Dalla metà alla fine degli anni 40 d.c. sul sito sorgeva un forte con poderose mura. Il più antico sistema di difesa della città, un terrapieno con fossato che racchiudeva un'area di 47,6 ha, risale più o meno al 60 d.c. Però non si sa se esso risalga a prima o dopo il saccheggio della città da parte della regina Boudicca nel 61.

Un bastione in legno e terra iniziato nel tardo II sec., che racchiudeva un'area di 93,6 ha, non fu mai terminato; il muro di cinta in pietra, invece, che comprende un'area di 81,3 ha, appartiene al periodo che va dal 265 al 270 d.c.., anche se non tutta l'area interna alle mura era edificata. Di questa cinta restano notevoli tratti.



LE TOMBE

Una tomba del 50 d.c. venne scoperta nel 1991-92, posta entro un'area rituale di c.a 2 ha di estensione a Folly Lane, fuori della città romana, che sembra essere sepoltura di un membro dell'aristocrazia dei Catuvellauni, forse un «re cliente» insediatosi poco dopo la conquista romana.

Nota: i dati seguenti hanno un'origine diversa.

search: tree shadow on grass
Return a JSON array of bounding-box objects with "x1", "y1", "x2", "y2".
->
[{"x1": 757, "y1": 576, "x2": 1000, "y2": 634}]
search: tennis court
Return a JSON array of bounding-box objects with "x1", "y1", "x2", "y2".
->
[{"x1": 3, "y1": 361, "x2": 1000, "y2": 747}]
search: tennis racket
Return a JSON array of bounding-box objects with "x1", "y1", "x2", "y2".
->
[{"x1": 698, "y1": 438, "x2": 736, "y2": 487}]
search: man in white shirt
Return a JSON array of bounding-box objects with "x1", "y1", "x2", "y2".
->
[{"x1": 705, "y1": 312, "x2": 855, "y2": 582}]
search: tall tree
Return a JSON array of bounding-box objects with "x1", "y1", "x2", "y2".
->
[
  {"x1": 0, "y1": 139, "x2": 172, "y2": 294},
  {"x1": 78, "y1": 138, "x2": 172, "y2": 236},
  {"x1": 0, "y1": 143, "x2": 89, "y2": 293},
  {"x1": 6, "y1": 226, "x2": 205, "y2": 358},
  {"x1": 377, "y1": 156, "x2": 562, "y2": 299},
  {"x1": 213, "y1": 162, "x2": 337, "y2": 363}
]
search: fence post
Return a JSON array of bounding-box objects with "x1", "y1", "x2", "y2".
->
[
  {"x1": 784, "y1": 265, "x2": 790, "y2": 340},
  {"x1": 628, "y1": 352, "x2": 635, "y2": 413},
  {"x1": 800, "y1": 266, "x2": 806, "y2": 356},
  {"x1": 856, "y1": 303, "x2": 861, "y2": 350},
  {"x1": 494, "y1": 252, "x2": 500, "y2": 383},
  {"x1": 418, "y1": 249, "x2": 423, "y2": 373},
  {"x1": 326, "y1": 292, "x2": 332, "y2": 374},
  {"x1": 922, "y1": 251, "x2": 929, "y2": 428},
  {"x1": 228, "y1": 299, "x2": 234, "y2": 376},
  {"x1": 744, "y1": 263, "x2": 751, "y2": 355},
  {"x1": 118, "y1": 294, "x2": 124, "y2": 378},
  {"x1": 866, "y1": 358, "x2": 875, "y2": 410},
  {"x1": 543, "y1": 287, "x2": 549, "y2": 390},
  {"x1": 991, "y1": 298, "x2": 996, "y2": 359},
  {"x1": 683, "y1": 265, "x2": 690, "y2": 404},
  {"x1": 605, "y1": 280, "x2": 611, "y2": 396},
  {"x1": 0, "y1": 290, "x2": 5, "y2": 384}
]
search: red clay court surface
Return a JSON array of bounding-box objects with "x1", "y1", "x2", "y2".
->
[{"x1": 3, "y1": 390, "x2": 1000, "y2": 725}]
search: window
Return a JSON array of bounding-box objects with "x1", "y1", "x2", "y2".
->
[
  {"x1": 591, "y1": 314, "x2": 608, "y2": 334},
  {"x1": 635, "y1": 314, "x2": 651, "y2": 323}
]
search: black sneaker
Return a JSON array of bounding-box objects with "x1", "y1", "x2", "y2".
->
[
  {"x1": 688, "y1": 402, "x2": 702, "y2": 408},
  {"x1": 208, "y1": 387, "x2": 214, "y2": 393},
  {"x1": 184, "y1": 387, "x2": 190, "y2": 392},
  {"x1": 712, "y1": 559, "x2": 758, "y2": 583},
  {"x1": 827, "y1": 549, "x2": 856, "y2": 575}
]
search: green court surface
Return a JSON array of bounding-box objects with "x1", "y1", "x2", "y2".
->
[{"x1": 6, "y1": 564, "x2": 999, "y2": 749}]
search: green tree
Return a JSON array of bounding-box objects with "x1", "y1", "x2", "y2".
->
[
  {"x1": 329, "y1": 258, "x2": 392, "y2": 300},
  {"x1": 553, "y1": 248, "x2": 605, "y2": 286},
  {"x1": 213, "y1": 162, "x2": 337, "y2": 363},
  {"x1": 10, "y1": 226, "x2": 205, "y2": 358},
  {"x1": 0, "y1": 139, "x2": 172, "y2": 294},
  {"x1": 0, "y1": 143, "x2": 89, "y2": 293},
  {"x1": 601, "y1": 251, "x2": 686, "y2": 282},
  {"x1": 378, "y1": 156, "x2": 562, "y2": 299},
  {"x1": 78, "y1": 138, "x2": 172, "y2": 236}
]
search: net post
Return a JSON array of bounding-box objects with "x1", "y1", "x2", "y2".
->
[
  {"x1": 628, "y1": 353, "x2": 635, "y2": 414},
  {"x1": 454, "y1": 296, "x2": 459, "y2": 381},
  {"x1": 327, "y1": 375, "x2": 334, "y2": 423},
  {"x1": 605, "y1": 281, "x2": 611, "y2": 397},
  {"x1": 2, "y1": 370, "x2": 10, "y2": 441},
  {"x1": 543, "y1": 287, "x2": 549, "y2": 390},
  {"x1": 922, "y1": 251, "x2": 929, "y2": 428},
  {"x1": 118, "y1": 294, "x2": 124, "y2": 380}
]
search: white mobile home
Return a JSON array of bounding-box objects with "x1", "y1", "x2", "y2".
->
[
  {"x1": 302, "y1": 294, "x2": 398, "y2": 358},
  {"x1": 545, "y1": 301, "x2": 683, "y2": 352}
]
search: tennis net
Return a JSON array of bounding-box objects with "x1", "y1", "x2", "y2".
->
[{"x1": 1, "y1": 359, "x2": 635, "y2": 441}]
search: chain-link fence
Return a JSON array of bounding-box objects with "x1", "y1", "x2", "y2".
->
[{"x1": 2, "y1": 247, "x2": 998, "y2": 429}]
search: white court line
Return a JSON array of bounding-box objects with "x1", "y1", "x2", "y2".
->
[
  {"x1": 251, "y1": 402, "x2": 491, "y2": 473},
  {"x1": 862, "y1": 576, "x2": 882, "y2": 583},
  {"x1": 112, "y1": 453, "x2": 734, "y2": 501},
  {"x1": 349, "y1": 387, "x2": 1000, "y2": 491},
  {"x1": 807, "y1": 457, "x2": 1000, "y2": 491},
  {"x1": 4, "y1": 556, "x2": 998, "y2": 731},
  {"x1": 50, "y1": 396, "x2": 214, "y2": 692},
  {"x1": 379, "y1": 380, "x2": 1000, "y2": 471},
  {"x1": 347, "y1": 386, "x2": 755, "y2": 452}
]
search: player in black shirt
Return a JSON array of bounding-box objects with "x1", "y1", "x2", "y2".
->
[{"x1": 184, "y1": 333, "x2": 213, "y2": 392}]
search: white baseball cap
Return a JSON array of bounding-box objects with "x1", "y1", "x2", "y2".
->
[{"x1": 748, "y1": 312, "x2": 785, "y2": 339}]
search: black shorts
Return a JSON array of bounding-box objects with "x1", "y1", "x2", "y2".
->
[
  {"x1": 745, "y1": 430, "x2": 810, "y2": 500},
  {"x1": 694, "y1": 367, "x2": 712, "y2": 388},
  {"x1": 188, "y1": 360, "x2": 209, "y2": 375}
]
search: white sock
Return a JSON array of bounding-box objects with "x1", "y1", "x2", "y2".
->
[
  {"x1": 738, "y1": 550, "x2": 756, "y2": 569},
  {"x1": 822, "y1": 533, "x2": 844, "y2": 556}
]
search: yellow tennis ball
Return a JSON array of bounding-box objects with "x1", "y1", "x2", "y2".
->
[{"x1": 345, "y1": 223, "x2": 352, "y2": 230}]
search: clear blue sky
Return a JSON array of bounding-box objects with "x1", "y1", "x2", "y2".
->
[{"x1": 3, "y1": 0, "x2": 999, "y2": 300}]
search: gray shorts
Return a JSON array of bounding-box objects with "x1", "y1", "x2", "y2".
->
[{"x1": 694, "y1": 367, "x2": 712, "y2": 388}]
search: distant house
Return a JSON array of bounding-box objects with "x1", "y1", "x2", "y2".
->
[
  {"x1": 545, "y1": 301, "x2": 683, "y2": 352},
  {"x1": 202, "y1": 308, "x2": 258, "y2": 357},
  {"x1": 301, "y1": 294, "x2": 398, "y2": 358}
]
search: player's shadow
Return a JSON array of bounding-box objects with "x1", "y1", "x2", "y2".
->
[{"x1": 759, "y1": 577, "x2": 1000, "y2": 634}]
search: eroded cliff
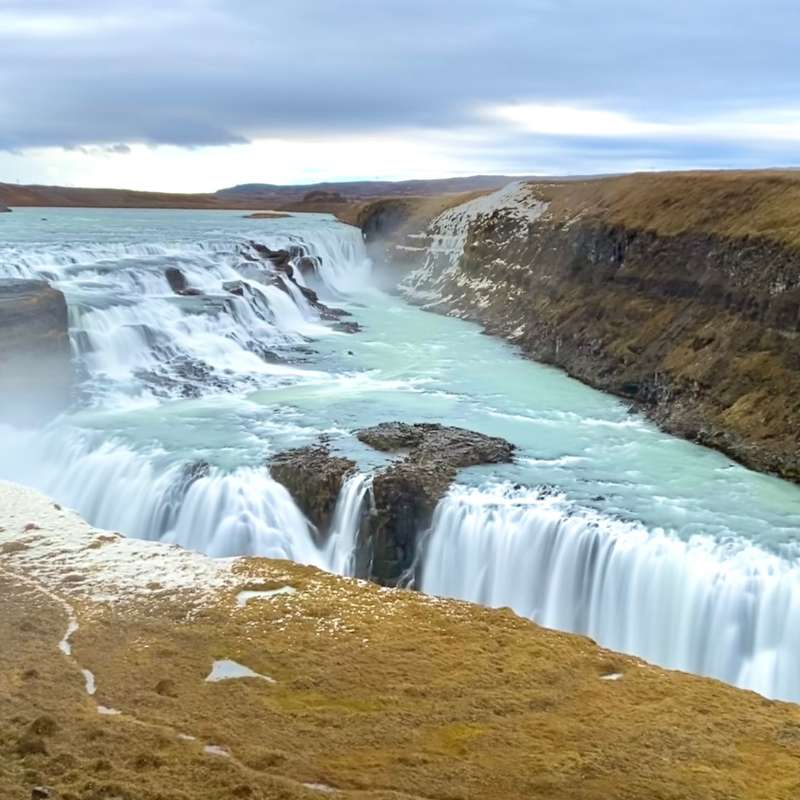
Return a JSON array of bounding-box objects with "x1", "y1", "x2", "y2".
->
[
  {"x1": 0, "y1": 279, "x2": 73, "y2": 425},
  {"x1": 362, "y1": 171, "x2": 800, "y2": 481}
]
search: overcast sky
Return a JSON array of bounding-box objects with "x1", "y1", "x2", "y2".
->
[{"x1": 1, "y1": 0, "x2": 798, "y2": 191}]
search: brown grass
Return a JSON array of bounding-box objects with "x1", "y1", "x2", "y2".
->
[
  {"x1": 4, "y1": 540, "x2": 800, "y2": 800},
  {"x1": 526, "y1": 170, "x2": 800, "y2": 248}
]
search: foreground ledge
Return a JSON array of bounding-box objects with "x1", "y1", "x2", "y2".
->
[{"x1": 1, "y1": 480, "x2": 799, "y2": 800}]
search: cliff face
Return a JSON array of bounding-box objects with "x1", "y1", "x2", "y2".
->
[
  {"x1": 0, "y1": 279, "x2": 73, "y2": 425},
  {"x1": 362, "y1": 171, "x2": 800, "y2": 480}
]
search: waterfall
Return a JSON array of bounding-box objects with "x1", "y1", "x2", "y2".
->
[
  {"x1": 0, "y1": 423, "x2": 372, "y2": 572},
  {"x1": 0, "y1": 221, "x2": 371, "y2": 406},
  {"x1": 421, "y1": 483, "x2": 800, "y2": 703},
  {"x1": 316, "y1": 474, "x2": 373, "y2": 577},
  {"x1": 0, "y1": 217, "x2": 374, "y2": 574}
]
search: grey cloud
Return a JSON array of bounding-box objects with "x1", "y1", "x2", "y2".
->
[{"x1": 0, "y1": 0, "x2": 798, "y2": 170}]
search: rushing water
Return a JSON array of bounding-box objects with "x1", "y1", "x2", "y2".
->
[{"x1": 3, "y1": 207, "x2": 800, "y2": 702}]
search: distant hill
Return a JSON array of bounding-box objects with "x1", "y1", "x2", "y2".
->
[
  {"x1": 216, "y1": 175, "x2": 534, "y2": 202},
  {"x1": 0, "y1": 182, "x2": 263, "y2": 210},
  {"x1": 0, "y1": 175, "x2": 533, "y2": 213}
]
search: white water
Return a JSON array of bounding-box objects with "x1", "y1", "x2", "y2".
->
[
  {"x1": 4, "y1": 206, "x2": 800, "y2": 704},
  {"x1": 422, "y1": 484, "x2": 800, "y2": 701}
]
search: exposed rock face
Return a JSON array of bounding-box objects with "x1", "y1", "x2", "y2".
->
[
  {"x1": 268, "y1": 424, "x2": 514, "y2": 585},
  {"x1": 269, "y1": 445, "x2": 356, "y2": 537},
  {"x1": 356, "y1": 423, "x2": 514, "y2": 584},
  {"x1": 364, "y1": 173, "x2": 800, "y2": 482},
  {"x1": 0, "y1": 280, "x2": 73, "y2": 426}
]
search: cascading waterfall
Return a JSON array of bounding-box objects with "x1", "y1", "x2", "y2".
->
[
  {"x1": 0, "y1": 217, "x2": 374, "y2": 574},
  {"x1": 0, "y1": 222, "x2": 369, "y2": 406},
  {"x1": 0, "y1": 422, "x2": 372, "y2": 571},
  {"x1": 315, "y1": 474, "x2": 373, "y2": 577},
  {"x1": 6, "y1": 207, "x2": 800, "y2": 709},
  {"x1": 421, "y1": 483, "x2": 800, "y2": 702}
]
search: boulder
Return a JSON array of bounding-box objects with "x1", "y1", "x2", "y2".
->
[
  {"x1": 0, "y1": 279, "x2": 73, "y2": 426},
  {"x1": 164, "y1": 267, "x2": 202, "y2": 296},
  {"x1": 269, "y1": 445, "x2": 357, "y2": 538},
  {"x1": 332, "y1": 321, "x2": 360, "y2": 334},
  {"x1": 222, "y1": 280, "x2": 245, "y2": 297}
]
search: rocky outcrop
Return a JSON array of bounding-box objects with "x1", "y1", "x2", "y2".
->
[
  {"x1": 0, "y1": 280, "x2": 73, "y2": 426},
  {"x1": 165, "y1": 266, "x2": 203, "y2": 296},
  {"x1": 243, "y1": 243, "x2": 352, "y2": 321},
  {"x1": 356, "y1": 423, "x2": 514, "y2": 584},
  {"x1": 365, "y1": 172, "x2": 800, "y2": 482},
  {"x1": 269, "y1": 445, "x2": 356, "y2": 537},
  {"x1": 269, "y1": 424, "x2": 514, "y2": 585}
]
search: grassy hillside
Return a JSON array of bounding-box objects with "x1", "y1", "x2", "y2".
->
[{"x1": 3, "y1": 479, "x2": 800, "y2": 800}]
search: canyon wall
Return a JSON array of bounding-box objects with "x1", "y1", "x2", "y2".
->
[
  {"x1": 361, "y1": 171, "x2": 800, "y2": 480},
  {"x1": 0, "y1": 279, "x2": 73, "y2": 425}
]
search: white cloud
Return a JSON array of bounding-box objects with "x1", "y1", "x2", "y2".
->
[
  {"x1": 488, "y1": 102, "x2": 800, "y2": 144},
  {"x1": 0, "y1": 133, "x2": 484, "y2": 193}
]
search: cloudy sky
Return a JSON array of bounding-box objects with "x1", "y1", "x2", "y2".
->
[{"x1": 1, "y1": 0, "x2": 798, "y2": 191}]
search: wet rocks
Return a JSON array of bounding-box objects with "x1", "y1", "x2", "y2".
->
[
  {"x1": 0, "y1": 206, "x2": 11, "y2": 213},
  {"x1": 0, "y1": 279, "x2": 73, "y2": 426},
  {"x1": 333, "y1": 321, "x2": 360, "y2": 334},
  {"x1": 357, "y1": 422, "x2": 515, "y2": 467},
  {"x1": 356, "y1": 424, "x2": 515, "y2": 585},
  {"x1": 165, "y1": 267, "x2": 202, "y2": 296},
  {"x1": 222, "y1": 280, "x2": 246, "y2": 297},
  {"x1": 269, "y1": 445, "x2": 357, "y2": 537},
  {"x1": 270, "y1": 424, "x2": 514, "y2": 586}
]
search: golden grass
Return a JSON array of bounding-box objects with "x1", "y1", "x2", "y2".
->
[
  {"x1": 527, "y1": 170, "x2": 800, "y2": 248},
  {"x1": 4, "y1": 540, "x2": 800, "y2": 800}
]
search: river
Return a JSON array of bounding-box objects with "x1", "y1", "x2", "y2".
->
[{"x1": 2, "y1": 206, "x2": 800, "y2": 702}]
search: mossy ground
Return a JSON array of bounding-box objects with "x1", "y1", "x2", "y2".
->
[{"x1": 3, "y1": 503, "x2": 800, "y2": 800}]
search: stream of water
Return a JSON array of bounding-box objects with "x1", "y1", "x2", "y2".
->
[{"x1": 2, "y1": 207, "x2": 800, "y2": 702}]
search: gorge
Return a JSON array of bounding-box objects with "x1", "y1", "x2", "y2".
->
[{"x1": 2, "y1": 174, "x2": 800, "y2": 727}]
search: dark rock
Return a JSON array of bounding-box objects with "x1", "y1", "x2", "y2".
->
[
  {"x1": 222, "y1": 280, "x2": 246, "y2": 297},
  {"x1": 28, "y1": 716, "x2": 58, "y2": 737},
  {"x1": 0, "y1": 206, "x2": 11, "y2": 213},
  {"x1": 165, "y1": 266, "x2": 189, "y2": 293},
  {"x1": 165, "y1": 267, "x2": 202, "y2": 296},
  {"x1": 298, "y1": 284, "x2": 319, "y2": 305},
  {"x1": 31, "y1": 788, "x2": 52, "y2": 800},
  {"x1": 357, "y1": 422, "x2": 515, "y2": 468},
  {"x1": 269, "y1": 445, "x2": 357, "y2": 537},
  {"x1": 249, "y1": 243, "x2": 294, "y2": 273},
  {"x1": 316, "y1": 303, "x2": 351, "y2": 321},
  {"x1": 356, "y1": 424, "x2": 514, "y2": 585},
  {"x1": 0, "y1": 279, "x2": 73, "y2": 426},
  {"x1": 332, "y1": 321, "x2": 360, "y2": 334}
]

Essa faceva parte di una necropoli del King Harry Lane, la più importante della tarda Età del Ferro, che ospitava ben 472 sepolture, a seguito di una lunga continuità di sepolture, tanto è varo che alcune tombe avevano un corredo di oggetti importati dal mondo romano, e sicuramente molte erano proprio della conquista romana.



IL MUSEO DI VERULANIUM 


Nel centro di St Albans, fondato da Mortimer e Tessa Wheeler nel 1930. c'è il museo Verulamium. Si spiega sia la storia del luogo nell'Età del Ferro, sia in epoca romana.

Inoltre, mostra gli importanti reperti archeologici, tra cui una delle migliori collezioni di pavimenti mosaici d'Inghilterra, tra cui la Conchiglia Mosaico a scagliola, la Venere di Verulamium, figurina in bronzo, e molti altri manufatti.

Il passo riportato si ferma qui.